Kitapta verilen sosyal mesajı almak da oldukça önemli bence. Şahsen kendini okumuş ve "kültürlü" olarak nitelendiren bir İstanbullu olarak son sayfayı bitirdiğimde özeleştirimi yaptım. Çünkü kitapta bizim gibi insanlara yapılan o kadar çok gönderme var ki, önemli olan bunları alabilmek. Ben doğma büyüme Kadıköylüyüm. Kadıköy'ün ‘körler ülkesi’ anlamına geldiğini bu kitaptan öğrendim. Ayrıca bu kitaptan  okuyunca göreceksiniz daha o kadar çok şey öğrendim ki... Dikilitaş’ın hikayesi, Çemberlitaş’ın hikayesi, Byzantion’un hikayesi, Ayasofya’nın hikayesi kısacası bu kentin hikayesi. Bu kentin sokaklarında daha da bilmediğimiz yüzlerce hikaye saklı. Uğruna asırlar boyu kan dökülen, savaşlar verilen, her bir köşesinde ayrı bir tarihin yattığı bu kentte farkındasızlık içinde yaşayıp gidiyoruz. Kentsel tarih, kentsel sorumluluk hiç kimsenin umurunda değil.
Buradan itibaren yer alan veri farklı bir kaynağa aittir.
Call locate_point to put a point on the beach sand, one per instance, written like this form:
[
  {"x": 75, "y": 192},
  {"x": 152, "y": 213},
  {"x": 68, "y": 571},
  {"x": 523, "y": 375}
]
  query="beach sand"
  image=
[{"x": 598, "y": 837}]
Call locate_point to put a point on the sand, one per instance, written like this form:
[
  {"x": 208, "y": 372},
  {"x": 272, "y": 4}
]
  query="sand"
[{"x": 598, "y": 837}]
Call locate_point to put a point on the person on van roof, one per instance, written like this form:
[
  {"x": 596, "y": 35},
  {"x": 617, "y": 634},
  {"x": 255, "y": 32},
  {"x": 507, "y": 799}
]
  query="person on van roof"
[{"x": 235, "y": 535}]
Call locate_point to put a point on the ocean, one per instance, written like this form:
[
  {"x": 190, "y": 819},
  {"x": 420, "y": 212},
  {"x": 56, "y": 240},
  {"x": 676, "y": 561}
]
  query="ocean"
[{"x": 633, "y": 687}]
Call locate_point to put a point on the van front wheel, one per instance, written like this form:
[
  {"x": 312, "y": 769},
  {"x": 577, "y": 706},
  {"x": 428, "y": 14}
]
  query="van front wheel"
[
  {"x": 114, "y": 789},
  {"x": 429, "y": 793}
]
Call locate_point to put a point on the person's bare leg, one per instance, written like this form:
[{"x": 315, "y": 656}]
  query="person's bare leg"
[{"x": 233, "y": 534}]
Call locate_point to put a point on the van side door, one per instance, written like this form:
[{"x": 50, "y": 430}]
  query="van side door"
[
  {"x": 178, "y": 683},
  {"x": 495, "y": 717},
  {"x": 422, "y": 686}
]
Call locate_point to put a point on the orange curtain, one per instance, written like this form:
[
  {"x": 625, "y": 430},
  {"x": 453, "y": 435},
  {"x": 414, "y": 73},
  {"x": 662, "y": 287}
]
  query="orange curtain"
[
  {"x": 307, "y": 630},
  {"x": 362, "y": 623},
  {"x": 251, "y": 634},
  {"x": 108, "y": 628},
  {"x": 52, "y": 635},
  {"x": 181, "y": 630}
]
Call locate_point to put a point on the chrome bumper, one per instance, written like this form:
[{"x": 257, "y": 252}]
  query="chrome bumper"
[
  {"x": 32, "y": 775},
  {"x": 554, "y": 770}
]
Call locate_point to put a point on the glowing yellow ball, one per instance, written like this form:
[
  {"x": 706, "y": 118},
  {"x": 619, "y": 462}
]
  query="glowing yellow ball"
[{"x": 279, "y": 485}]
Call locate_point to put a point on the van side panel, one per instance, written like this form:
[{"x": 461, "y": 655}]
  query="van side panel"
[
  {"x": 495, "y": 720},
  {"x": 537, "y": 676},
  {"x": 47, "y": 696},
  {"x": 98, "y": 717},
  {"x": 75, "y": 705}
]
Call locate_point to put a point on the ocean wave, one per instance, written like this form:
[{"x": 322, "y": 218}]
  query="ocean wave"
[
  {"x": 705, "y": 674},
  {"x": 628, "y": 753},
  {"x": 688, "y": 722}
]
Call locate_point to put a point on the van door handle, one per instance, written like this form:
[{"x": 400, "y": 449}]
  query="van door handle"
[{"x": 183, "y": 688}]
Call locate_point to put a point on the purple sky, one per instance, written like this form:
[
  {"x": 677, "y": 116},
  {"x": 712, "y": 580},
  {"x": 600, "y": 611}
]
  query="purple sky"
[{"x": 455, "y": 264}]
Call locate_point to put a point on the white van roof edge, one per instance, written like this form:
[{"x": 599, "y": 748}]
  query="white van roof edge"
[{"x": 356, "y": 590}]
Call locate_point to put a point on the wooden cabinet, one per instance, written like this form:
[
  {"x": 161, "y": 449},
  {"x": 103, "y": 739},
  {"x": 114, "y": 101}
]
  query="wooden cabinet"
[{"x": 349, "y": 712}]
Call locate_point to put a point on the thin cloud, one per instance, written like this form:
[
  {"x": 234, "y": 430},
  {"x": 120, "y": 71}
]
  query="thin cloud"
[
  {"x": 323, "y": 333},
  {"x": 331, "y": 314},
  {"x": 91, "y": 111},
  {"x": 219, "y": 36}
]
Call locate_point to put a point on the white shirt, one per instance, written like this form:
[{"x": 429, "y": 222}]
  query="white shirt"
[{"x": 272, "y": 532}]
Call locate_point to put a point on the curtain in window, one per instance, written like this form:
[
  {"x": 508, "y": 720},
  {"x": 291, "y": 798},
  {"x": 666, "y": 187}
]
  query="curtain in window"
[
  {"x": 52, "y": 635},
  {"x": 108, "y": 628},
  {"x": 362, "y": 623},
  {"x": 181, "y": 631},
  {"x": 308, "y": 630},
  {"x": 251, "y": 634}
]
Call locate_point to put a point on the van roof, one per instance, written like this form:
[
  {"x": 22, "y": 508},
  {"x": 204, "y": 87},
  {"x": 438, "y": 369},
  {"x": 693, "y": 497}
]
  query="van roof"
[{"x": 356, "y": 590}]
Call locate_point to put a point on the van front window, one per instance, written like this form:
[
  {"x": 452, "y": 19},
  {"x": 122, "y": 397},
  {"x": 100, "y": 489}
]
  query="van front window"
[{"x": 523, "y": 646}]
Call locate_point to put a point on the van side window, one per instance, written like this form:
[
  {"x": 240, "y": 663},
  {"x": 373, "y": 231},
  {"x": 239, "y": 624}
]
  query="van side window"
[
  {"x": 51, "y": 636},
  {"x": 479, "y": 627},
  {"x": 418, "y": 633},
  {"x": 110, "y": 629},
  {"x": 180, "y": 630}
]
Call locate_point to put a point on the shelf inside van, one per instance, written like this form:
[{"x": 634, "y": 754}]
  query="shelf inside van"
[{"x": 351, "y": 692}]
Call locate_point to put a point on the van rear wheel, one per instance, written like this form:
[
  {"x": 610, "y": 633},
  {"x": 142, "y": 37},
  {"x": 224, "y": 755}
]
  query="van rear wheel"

Herkes kendi gettosunda mutlu mutsuz yaşıyor. Tarihi dokuyu ya da kentin silüetini umursamıyoruz. Bizler Avrupa'da olduğu gibi tarihi yapılarımızı korumaya meraklı değiliz. Düşüncelerimiz gelenekçi olabilir. Ama görüntümüzle ilgili bir sıkıntımız olduğu kesin. Bazılarımız batılılaşmak adına Amerika'daki Manhattan silüetine hayranlık duyuyor. Bazılarımız da doğu kültürüne sığınarak İran Arabistan gibi görünmeye uğraşıyor. Kendimizi olduğumuz gibi kabul edip gelenekçi düşünce yapımızı biraz da kentimizin ruhu ile de doğru orantılı bir şekilde yaşamak gerek diye düşünüyorum.  Şehrin silüetini daha fazla bozmadan Bizansı da Romayı da Osmanlıyı da sentezlemek gerek. Çünkü bu kentte hepsi var ve biz hepsine sahibiz. Sadece Osmanlı yok ki. Tamamını korumalıyız diye düşünüyorum. Tabi ki ben şehir planlamacısı ya da tarihçi veya mimar değilim ancak Avrupa'nın birçok kentini gezmiş bir İstanbul aşığı olarak bu romanın gaza getirdiği düşüncelerimi sizlerle paylaşmak istedim.

Hadi artık güzelleşen havalarla birlikte bir İstanbul turuna çıkalım!